Trucks on stand-by in rail feud

Brad ThompsonThe West Australian
Trucks on stand-by in rail feud
Camera IconTrucks on stand-by in rail feud Credit: The West Australian

The State's grain freight rail network is days away from grinding to a halt, with CBH and Brookfield Rail still at odds over an interim access deal.

CBH has back-up plans to cart all grain from country storage facilities to port by truck if the deadlock is not broken by Thursday, when the current access agreement with BR expires.

Farming a tale of two regions

The WA farming co-operative has been keeping its customers up to date on the negotiations and its alternatives for filling a crowded shipping calendar.

The last interim access deal with BR - which has an exclusive lease over the State-owned rail network - was signed the day before it was due to expire.

The parties appear further apart this time around, raising fears that thousands of extra truck movements could soon hit WA roads.

The stakes are also higher, with CBH and BR in unchartered waters under WA's Railway (Access) Code as they try to thrash out a lasting deal. Those talks have been pushed to one side as time runs out to strike an interim deal to keep grain on rail.

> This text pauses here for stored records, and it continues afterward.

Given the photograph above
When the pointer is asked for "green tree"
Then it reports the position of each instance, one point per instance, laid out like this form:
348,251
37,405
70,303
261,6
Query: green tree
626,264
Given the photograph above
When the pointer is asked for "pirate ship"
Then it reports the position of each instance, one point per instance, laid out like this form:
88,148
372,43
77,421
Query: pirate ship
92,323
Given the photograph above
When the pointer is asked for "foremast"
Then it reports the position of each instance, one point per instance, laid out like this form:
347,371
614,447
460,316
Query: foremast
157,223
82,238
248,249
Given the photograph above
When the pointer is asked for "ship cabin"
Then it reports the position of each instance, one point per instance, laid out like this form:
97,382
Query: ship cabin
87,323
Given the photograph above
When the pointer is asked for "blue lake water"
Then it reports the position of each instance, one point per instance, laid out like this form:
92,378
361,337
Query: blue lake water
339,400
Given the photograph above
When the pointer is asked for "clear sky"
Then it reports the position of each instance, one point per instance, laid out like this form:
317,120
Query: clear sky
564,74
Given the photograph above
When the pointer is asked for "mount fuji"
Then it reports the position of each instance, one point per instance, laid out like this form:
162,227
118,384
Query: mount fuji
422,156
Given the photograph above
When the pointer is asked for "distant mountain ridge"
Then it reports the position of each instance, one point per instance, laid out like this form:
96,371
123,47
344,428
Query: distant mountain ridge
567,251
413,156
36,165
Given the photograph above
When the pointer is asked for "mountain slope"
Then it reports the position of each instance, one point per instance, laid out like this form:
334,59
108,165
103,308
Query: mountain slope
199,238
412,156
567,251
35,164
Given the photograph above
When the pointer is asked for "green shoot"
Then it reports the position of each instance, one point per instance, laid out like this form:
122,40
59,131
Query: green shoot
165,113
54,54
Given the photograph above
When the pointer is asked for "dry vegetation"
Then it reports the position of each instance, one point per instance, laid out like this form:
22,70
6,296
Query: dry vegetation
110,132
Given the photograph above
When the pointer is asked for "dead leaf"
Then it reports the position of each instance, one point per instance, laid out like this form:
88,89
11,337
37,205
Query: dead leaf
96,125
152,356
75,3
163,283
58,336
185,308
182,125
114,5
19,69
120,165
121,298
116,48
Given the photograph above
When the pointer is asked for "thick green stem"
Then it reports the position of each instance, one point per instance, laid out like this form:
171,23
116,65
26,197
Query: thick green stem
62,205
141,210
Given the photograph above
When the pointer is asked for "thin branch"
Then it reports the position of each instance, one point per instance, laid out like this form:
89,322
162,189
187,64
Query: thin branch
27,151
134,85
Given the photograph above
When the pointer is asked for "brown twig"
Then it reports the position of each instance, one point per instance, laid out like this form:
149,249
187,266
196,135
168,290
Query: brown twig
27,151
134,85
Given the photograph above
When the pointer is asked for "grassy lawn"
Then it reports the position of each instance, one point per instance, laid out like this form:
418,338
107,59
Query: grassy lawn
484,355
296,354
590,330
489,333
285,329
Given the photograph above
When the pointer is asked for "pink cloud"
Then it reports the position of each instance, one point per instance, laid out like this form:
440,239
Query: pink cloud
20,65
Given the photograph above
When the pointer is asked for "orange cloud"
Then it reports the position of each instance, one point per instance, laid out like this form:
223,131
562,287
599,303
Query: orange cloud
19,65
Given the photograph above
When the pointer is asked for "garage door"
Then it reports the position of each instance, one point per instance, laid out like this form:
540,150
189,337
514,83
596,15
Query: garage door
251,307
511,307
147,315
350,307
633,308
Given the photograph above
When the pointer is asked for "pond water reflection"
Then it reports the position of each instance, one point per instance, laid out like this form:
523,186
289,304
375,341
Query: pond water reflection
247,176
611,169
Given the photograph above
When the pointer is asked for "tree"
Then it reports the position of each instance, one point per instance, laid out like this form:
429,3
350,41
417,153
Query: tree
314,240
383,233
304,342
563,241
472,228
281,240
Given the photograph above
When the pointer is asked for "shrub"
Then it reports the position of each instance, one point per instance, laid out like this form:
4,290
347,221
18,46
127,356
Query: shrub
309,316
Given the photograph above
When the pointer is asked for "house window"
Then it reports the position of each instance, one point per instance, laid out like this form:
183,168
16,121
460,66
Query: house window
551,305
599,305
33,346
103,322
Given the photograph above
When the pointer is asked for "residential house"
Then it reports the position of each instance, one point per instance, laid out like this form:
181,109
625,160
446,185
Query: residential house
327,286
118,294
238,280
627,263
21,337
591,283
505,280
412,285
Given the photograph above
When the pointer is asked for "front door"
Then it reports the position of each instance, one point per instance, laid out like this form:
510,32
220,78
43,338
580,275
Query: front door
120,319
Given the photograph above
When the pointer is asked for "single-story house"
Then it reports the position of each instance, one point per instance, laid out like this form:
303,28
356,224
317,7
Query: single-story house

CBH is adamant access for its fleet of locomotives and wagons should be extended on like terms while it pursues a long-term agreement under the code. It said BR wanted to increase access rates by up to 30 per cent on top of a recent rise in line with CPI.

BR said it was not shying away from the need to increase charges and for CBH to pay for access at close to the "market rate", particularly if it wanted to lock in significant capacity on the busy Eastern Goldfields Railway.

"Our view is that it (the increase) is affordable," BR chief executive Paul Larsen said.

Mr Larsen said the proposed increase represented about 0.5 per cent of the commodity price based on the volume of tonnes carted by rail last year.

CBH operations manager David Capper said the grain handler wanted a new interim deal based on existing terms.

"Extending on like terms with an annual escalator is the fairest and right way forward," Mr Capper said.

"We'd like to pay less, but what we think is fair and reasonable is like terms."

Mr Capper said neither party wanted to see all grain freight in WA pushed on to roads, but CBH would not agree to rail access terms that disadvantaged its 4200 grower members.

"We won't agree to anything we can't afford because it isn't the right outcome for growers," he said. "We'll use the most efficient mix of transport to deliver the freight rate we promised to our growers." On the line 8.3 The record number of tonnes, in millions, carted by CBH on lines controlled by Brookfield Rail in 2014.